A Tale of Two Generations
Beijing, Winter 1973
The coal stove hissed in the corner of the Li family’s apartment, its warmth uneven, its smoke clinging to the plaster walls. Mrs. Li counted ration coupons spread carefully on the table: two for rice, one for cooking oil, one for meat—her most precious slip of paper. That week, she had traded cloth coupons with a neighbor for an extra half pound of pork, enough to make dumplings for her husband and children.
She slipped the coupons into her coat pocket and stepped into the frigid street. At the meat counter of the state shop, she joined a queue that snaked around the block, men and women stamping their feet to keep warm. Hours passed. When her turn finally came, she handed over her coupon for two small mackerels, wrapped in coarse paper. It wasn’t pork, but it was something. She returned home triumphant, the day’s work complete: she had secured food.

Grain Coupon 河北省革命委員會—糧食局Revolution Committee of Hebei, Bureau of Food
For Mrs. Li, every object mattered. Each fish bone would be boiled for soup. Every jar was washed, saved, and reused. A discarded wrapper could line a drawer or start a fire. Nothing was wasted, because there was never enough.

A man carries grain in baskets on a pole
Shanghai, Winter 2023
The apartment was warm, heated by silent central air conditioning. The only light came from the large OLED TV streaming a period drama and the vibrant screen of Lily Li’s smartphone. Mrs. Li’s granddaughter was curled on a plush sofa, her finger scrolling effortlessly.
A notification popped up: “12.12 SALE! FLASH DEAL! Buy 1 Get 1 Free! Your favorite milk tea shop!”
Without a second thought, Lily tapped. “A dozen Winter Jasmine Milk Teas for the price of six? That’s insane,” she muttered, not in concern, but in delight. “It’s basically free. And delivery is only 3 RMB.”
Her grandmother, now in her eighties and visiting from Beijing, watched from her armchair. “Lily, what are you buying so much for? It will go bad. You can’t drink twelve cups of tea.”
“It’s okay, Nainai,” Lily said without looking up. “They’re cheap. I’ll share them at work. No big deal.” The order was placed. Thirty minutes later, a knock announced a delivery driver with a heavy insulated bag. The milk teas—cups crowned with cheese foam and pearls—covered the entire kitchen counter, a forest of plastic and condensation.
Mrs. Li shuffled over, her eyes wide. She picked up a cup, bewildered. This sugary concoction was alien to her, but it wasn’t the drink itself that stunned her. It was the casualness of it all. She thought of the two mackerels she once carried home like treasure, of the ration coupons she had guarded as if they were gold.
“Twelve,” she whispered, almost to herself. “In our time, we would have queued two days for just one… not even for the tea, but for the cup and the straw. We would have reused them for years.”
Lily laughed, snapping a photo for social media. She popped a straw into a cup, drank a quarter, and slid the rest into the double-door refrigerator—already crowded with leftovers, imported fruit, and half-finished takeout. Eleven and three-quarter untouched milk teas now sat beside organic avocados and vintage wine, a monument to abundance.
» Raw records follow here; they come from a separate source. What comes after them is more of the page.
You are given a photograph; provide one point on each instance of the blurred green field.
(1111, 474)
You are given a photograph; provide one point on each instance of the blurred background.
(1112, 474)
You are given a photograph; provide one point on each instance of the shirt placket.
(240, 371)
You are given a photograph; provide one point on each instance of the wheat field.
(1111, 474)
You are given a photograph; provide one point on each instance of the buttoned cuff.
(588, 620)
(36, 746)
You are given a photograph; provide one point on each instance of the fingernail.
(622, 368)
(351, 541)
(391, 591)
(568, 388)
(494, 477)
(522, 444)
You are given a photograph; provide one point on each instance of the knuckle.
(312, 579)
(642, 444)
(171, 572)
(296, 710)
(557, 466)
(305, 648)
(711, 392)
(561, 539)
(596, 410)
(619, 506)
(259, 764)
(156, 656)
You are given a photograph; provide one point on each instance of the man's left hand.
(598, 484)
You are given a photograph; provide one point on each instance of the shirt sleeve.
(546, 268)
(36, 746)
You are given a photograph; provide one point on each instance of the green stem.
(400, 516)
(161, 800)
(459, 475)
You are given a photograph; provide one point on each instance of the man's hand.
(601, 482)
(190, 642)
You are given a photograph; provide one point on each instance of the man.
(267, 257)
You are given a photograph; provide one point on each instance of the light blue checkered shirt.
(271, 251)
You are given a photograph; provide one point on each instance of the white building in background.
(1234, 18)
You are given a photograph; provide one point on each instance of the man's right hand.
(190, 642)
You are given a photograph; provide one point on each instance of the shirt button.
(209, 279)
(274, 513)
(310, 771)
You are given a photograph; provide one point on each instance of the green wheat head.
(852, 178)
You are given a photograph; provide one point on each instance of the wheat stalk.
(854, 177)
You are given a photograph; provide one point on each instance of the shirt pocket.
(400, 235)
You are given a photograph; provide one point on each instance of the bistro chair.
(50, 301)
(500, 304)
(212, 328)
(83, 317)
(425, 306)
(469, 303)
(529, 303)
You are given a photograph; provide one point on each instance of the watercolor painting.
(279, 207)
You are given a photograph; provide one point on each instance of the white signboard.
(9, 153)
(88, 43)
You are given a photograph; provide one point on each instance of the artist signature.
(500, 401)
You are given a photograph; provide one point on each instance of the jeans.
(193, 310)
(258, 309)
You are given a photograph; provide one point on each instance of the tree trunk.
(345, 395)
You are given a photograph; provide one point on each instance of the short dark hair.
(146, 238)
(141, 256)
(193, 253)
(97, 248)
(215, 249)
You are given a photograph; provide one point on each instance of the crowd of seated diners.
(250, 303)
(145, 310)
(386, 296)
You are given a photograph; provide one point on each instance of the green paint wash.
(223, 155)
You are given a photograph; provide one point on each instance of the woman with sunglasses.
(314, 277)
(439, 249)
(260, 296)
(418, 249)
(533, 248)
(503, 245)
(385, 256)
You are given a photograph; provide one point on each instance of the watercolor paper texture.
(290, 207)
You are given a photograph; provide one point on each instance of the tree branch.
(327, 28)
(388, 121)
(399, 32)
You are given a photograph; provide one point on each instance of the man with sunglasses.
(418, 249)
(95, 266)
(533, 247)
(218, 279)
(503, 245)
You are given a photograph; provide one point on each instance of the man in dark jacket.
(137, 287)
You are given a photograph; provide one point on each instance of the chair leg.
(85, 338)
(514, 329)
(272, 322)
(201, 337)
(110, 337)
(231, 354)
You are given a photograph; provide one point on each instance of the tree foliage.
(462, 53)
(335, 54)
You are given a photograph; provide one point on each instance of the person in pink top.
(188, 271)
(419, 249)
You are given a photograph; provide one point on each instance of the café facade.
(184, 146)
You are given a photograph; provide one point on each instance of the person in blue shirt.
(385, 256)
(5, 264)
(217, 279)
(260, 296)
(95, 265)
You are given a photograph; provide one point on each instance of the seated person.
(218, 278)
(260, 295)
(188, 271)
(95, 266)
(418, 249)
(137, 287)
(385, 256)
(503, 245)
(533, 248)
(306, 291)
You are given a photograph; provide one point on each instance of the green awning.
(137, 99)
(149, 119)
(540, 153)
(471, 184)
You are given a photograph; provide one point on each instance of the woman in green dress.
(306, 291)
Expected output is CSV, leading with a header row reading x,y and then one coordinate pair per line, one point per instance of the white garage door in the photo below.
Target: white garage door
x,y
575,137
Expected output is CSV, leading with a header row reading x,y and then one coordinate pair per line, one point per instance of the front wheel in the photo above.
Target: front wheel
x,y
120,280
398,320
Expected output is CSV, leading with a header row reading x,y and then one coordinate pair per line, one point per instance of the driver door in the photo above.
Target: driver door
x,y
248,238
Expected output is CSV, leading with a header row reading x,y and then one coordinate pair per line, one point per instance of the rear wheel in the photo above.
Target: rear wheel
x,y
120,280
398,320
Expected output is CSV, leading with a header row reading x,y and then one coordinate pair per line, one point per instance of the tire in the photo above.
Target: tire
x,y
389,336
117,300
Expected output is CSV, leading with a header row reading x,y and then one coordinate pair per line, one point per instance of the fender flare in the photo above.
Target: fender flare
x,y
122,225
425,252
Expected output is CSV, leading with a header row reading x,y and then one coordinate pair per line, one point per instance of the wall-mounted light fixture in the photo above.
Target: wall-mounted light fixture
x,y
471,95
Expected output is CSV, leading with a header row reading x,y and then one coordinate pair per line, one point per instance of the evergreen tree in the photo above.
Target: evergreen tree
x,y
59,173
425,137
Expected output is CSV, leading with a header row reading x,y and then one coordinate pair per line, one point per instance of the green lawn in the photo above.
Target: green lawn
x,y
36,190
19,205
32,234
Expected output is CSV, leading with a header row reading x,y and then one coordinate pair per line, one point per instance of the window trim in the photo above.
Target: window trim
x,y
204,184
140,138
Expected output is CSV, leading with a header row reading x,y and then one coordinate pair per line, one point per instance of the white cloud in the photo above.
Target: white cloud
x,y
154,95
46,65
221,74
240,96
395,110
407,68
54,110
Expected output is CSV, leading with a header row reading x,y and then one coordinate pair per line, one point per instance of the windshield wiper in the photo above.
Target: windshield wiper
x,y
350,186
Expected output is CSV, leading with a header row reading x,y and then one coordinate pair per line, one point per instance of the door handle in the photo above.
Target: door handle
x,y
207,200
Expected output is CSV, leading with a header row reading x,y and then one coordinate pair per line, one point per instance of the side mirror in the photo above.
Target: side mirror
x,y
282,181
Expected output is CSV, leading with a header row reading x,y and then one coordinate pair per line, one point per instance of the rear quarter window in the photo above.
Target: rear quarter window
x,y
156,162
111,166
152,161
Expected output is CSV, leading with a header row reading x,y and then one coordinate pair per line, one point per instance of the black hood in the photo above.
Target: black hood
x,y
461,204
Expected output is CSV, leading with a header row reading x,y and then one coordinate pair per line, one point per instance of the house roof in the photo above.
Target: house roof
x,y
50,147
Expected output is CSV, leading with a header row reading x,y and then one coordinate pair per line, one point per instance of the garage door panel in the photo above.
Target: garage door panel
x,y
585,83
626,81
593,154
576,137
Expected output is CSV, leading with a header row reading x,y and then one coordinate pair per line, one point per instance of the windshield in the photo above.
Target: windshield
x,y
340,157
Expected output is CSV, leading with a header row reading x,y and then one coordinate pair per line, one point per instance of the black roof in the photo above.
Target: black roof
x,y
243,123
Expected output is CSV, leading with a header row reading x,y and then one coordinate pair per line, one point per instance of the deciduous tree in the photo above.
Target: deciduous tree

Xiaohongshu platform: where users post product reviews, give shopping tips,
and talk about themselves.
From Scarcity to Surplus
The story of the Li family spans two worlds. In one, scarcity defined every choice; in the other, abundance shapes every habit.
- From ration books to smartphones: Where Mrs. Li once queued for hours, Lily orders luxuries in seconds. Algorithms now orchestrate consumption, creating urgency not through shortage but through endless flash deals.
- From need to want: Consumption today is rarely about necessity. Lily doesn’t buy milk tea because she’s thirsty—she buys because she can, because the discount makes it irresistible. The act of buying itself has become the point.
- From preservation to disposability: For the grandmother, every object carried meaning. For Lily, objects are replaceable, disposable, and cheap. Waste is normalized.
- From survival to identity: Buying is no longer about subsistence but about self-expression and social connection. Sharing branded drinks with colleagues, posting pictures online—consumption now builds social capital.
Yet across this divide, one thread connects the generations: memory. The grandmother embodies it; the granddaughter seeks to erase it.
Closing Reflection
In the end, Lily’s twelve untouched milk teas are more than a whimsical overindulgence. They are the embodiment of a generational shift: a society that once stood in endless lines for a single ration now buys in bulk, not out of need but out of possibility. For her grandmother, each object once carried weight, purpose, and memory; for Lily, objects are fleeting, disposable, instantly replaceable. Yet beneath the excess lies something more symbolic. Buying isn’t just about utility—it’s about banishing the memory of want, proving with every purchase that deprivation is no longer their inheritance.